Google Chrome Quietly Installed an AI Model on Your Device

▼ Summary
– Google Chrome has been installing its Gemini Nano AI model onto devices without notifying or asking users, as reported by computer scientist Alexander Hanff.
– Gemini Nano performs tasks like scam call detection and text summarization on-device, distinct from Google’s cloud-based AI Mode.
– The model automatically installs only on devices meeting hardware requirements, but will uninstall if resources become insufficient.
– Users can remove Gemini Nano by disabling “Enables optimization guide on device” in Chrome’s flags settings or by uninstalling Chrome entirely.
– Hanff suggests the installation may violate EU data protection laws and could be a cost-saving move by Google to run AI on user hardware rather than its servers.
You may not have signed up for an AI model living on your computer, but there’s a good chance one was installed anyway. Without asking or even notifying users, Google Chrome has been quietly placing a 4GB AI model on certain devices.
According to Alexander Hanff, a Swedish computer scientist and lawyer known as That Privacy Guy, Google has been installing Gemini Nano , an AI model designed to run locally on smartphones and laptops rather than in the cloud , onto some Chrome browsers without obtaining permission. Even after the installation is complete, Google does not inform users that the model is present.
Hanff noted that Gemini Nano only installs on devices meeting specific hardware requirements.

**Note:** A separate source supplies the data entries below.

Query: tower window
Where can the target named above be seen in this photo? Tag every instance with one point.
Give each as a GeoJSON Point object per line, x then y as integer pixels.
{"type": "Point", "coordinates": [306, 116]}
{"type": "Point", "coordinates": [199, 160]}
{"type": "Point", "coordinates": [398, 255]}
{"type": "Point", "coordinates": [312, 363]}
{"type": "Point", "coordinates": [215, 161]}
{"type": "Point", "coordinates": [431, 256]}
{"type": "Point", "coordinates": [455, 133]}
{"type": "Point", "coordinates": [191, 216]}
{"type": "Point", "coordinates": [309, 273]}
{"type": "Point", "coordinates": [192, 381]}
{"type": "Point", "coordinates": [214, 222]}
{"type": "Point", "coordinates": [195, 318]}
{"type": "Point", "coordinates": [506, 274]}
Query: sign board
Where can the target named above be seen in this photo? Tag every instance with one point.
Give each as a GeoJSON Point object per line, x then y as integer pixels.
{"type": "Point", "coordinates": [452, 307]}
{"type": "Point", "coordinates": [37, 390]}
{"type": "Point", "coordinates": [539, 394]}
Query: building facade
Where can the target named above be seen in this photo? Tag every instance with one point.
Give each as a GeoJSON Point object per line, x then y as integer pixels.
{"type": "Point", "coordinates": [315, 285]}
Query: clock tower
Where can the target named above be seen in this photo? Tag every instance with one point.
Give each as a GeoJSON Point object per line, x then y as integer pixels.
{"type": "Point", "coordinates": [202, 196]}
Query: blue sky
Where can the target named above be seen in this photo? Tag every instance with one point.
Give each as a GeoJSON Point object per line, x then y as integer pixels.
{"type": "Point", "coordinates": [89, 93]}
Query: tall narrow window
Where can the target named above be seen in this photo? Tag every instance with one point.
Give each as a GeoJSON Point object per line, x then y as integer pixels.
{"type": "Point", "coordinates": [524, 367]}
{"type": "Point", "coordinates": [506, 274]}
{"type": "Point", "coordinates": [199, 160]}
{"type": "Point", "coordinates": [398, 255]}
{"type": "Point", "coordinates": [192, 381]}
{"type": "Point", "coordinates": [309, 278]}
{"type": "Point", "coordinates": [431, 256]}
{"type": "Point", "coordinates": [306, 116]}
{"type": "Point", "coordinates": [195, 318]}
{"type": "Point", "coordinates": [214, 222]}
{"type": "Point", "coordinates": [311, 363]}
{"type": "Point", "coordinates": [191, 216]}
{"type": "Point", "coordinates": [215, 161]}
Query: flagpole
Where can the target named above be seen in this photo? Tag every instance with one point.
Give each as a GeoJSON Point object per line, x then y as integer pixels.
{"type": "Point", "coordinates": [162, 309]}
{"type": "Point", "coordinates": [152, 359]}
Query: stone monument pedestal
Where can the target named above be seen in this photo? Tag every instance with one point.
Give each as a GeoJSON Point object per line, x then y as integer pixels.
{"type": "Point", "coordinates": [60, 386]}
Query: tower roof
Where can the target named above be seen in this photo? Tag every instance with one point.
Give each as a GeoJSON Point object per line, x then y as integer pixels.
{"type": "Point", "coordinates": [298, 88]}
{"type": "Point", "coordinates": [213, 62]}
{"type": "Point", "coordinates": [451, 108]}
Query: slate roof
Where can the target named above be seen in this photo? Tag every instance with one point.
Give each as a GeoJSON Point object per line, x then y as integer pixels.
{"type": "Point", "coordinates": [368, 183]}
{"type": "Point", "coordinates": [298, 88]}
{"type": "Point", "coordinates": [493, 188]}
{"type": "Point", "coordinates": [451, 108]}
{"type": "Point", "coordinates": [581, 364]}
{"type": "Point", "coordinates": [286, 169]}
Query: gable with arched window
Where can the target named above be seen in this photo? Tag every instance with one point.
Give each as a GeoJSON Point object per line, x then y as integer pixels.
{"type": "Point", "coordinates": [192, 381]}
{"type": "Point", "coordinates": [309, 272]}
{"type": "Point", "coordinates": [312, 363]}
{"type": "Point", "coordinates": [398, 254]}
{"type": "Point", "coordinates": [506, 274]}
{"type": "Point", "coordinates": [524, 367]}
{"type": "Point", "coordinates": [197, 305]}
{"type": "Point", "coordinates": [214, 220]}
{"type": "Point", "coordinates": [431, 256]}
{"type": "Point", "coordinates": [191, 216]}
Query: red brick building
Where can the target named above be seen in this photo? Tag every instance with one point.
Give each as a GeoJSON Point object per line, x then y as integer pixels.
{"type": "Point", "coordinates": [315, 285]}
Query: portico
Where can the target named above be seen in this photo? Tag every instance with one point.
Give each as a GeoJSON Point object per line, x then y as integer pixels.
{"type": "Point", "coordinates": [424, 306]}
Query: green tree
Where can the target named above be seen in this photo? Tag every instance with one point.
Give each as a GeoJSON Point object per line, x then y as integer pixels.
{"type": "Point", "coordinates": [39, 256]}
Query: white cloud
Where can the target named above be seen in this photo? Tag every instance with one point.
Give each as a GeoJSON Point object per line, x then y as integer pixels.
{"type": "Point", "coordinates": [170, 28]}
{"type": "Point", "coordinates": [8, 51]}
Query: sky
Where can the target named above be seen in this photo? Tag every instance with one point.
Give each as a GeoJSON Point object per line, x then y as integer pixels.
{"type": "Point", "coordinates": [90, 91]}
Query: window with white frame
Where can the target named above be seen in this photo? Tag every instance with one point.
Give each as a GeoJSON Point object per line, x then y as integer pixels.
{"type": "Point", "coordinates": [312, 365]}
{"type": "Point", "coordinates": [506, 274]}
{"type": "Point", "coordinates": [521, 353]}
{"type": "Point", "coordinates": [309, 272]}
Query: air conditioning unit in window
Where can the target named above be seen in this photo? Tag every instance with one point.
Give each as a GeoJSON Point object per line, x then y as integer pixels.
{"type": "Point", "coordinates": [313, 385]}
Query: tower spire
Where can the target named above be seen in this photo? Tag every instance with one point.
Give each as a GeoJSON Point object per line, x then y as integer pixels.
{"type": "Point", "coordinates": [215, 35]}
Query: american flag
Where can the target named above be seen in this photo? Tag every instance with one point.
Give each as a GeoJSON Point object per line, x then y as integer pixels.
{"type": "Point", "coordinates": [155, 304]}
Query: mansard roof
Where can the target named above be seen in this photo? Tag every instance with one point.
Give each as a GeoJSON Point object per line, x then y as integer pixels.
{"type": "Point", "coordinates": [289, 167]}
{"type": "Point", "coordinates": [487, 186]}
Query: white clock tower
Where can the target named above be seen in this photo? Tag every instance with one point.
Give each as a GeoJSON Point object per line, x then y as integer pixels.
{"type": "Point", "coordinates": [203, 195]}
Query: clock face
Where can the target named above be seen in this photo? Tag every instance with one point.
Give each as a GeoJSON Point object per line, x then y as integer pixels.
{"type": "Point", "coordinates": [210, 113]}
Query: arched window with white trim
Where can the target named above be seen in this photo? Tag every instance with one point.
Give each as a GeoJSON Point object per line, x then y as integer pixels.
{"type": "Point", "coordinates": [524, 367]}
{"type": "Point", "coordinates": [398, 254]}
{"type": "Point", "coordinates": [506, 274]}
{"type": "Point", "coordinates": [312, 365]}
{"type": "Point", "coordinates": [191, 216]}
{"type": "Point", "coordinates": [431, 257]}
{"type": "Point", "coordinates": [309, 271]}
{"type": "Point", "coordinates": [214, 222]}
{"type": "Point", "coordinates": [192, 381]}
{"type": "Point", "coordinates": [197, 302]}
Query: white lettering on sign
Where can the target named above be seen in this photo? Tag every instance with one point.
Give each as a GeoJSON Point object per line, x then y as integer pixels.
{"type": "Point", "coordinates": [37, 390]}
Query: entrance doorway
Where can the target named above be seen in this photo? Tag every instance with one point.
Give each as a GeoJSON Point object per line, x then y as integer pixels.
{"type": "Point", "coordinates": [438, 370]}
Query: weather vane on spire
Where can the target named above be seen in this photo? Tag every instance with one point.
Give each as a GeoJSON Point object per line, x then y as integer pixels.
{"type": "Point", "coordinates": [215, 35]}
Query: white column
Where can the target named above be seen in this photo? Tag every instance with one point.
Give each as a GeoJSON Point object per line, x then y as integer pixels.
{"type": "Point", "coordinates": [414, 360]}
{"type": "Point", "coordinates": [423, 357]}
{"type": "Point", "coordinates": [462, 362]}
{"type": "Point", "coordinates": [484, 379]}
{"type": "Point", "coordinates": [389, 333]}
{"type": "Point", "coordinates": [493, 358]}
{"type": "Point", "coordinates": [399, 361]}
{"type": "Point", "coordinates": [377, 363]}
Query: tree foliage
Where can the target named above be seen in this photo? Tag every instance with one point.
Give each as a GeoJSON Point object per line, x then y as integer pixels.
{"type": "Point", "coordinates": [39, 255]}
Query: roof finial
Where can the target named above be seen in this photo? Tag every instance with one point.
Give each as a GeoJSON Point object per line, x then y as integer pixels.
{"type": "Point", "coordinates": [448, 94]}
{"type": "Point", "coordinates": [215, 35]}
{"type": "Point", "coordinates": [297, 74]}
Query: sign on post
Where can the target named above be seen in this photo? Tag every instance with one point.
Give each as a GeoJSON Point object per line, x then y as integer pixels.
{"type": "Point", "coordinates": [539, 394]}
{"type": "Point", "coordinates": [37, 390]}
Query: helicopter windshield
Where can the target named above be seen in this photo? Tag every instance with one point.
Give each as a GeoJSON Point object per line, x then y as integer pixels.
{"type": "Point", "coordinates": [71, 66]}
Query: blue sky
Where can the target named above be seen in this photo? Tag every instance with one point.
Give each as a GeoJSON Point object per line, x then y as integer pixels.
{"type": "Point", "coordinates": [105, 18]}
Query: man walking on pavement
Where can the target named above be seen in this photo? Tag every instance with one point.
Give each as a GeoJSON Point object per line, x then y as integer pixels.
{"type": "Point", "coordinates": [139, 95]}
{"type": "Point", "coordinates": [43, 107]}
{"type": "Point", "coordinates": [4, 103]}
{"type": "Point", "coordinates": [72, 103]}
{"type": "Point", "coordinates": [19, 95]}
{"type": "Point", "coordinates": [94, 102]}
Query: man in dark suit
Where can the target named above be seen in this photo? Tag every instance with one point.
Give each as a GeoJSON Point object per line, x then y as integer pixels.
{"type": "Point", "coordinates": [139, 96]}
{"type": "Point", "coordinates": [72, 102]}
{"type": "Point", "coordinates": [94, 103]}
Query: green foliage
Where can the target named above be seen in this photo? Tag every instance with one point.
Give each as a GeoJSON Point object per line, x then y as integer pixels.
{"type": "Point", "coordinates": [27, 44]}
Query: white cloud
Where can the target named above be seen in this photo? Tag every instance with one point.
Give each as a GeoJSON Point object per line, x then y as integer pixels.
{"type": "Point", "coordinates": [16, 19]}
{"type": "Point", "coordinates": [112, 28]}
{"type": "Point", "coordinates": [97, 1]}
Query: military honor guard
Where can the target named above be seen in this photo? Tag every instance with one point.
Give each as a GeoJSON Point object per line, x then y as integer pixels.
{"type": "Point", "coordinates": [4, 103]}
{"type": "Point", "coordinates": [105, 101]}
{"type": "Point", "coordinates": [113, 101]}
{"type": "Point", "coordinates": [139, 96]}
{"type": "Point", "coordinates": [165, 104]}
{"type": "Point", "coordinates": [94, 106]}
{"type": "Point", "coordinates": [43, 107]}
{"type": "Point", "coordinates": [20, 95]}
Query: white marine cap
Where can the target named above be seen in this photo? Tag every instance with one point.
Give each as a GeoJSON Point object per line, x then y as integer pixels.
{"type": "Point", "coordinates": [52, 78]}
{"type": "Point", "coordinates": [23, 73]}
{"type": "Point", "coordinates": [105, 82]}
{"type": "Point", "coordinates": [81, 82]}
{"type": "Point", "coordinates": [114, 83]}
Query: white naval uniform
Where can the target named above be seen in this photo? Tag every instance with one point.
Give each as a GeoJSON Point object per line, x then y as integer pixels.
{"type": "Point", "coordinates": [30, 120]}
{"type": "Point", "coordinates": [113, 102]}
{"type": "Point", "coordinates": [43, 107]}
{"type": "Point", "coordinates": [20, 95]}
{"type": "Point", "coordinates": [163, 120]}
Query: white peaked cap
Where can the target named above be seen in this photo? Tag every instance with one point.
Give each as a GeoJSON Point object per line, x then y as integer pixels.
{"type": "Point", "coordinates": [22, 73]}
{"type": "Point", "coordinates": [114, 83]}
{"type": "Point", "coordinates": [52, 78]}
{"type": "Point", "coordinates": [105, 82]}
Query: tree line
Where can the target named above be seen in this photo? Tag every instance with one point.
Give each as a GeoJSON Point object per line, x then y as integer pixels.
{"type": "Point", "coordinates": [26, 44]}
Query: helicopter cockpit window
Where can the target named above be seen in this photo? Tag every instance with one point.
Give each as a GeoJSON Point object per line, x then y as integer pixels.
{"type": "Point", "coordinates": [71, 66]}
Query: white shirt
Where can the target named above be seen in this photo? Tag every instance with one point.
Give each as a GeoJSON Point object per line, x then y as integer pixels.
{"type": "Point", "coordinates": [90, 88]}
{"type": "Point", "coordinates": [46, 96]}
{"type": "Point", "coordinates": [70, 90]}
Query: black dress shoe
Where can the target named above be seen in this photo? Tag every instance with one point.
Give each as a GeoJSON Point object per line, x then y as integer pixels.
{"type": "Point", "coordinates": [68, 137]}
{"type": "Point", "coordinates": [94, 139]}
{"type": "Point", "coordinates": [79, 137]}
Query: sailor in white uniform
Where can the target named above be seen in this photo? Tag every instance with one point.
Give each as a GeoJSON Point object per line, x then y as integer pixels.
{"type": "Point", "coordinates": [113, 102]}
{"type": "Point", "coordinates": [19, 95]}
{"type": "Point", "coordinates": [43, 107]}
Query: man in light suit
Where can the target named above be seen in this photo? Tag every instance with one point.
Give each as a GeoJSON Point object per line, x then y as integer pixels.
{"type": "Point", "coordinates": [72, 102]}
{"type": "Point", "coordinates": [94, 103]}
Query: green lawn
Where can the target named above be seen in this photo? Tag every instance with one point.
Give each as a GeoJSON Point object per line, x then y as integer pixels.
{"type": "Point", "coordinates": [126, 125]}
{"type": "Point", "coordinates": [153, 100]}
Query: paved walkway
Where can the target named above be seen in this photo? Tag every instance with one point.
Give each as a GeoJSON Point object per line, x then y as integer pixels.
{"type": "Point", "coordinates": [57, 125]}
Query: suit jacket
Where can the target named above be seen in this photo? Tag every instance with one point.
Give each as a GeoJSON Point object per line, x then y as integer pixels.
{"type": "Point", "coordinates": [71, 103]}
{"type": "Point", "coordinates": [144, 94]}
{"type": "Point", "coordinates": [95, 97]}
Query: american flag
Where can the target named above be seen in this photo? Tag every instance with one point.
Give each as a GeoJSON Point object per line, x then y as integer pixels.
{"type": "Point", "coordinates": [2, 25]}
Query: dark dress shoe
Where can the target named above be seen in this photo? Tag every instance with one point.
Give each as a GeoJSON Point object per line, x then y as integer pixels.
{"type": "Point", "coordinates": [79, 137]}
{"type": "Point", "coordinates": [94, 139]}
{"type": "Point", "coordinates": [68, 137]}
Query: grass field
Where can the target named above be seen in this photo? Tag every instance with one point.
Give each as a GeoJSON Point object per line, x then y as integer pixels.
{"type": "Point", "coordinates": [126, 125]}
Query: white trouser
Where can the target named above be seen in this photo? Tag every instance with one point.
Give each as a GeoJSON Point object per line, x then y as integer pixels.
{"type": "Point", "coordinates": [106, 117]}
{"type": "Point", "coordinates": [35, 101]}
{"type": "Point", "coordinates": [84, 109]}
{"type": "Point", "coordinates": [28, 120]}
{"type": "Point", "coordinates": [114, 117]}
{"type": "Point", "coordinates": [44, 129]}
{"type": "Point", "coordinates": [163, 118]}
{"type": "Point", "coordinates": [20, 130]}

It remains unclear how many users have received the unsolicited download.
This on-device AI handles tasks like detecting scam calls, assisting with text message composition, summarizing recordings, and analyzing screenshots on Pixel phones. It should not be confused with the AI Mode feature in the Chrome address bar, which sends queries to Google Gemini servers rather than relying on the local model.
A Google spokesperson told CNET that Gemini Nano will automatically remove itself if the device lacks sufficient resources, including processing power, RAM, storage, or network bandwidth.
“In February, we began rolling out the ability for users to easily turn off and remove the model directly in Chrome settings,” the spokesperson said. “Once disabled, the model will no longer download or update.”
Google also provides additional details about on-device generative AI models in Chrome on a dedicated support page.
If you are using Chrome, you may already have Gemini Nano. To check, open your file manager , File Explorer on Windows, Files on Chromebooks, or Finder on Macs , and search for a folder named OptGuideOnDeviceModel. Inside that folder, you will find a file called weights.bin, which is where the model resides.
Hanff emphasized that Chrome users will not know about Gemini Nano unless they actively search for it, because “Chrome did not ask” and “Chrome does not surface it.”
Removing Gemini Nano requires one of two approaches. You can uninstall Chrome entirely. Alternatively, type chrome://flags into your browser’s address bar, locate the setting labeled “Enables optimization guide on device,” and turn it off.
Why does this matter? Hanff believes the move may be designed to help Google cut costs by shifting AI processing from its own servers to users’ personal computers.
“Running inference on users’ own hardware allows them to push ‘AI features’ without the compute costs,” Hanff told CNET.
Beyond cost savings, Hanff warned of potential legal consequences, particularly in Europe. He suggested that installing Gemini Nano without consent could violate the European Union’s General Data Protection Regulation (GDPR), specifically its principles of lawfulness, fairness, and transparency. He also argued that, given the environmental implications, Google should have disclosed the installation under the Corporate Sustainability Reporting Directive.
“Google has given us every reason not to trust them with a history spanning two decades of global privacy violations at massive scale,” Hanff said. “So, I suspect they figured asking permission (what the law requires) would hinder their ability to push this model and, of course, whatever comes after it.”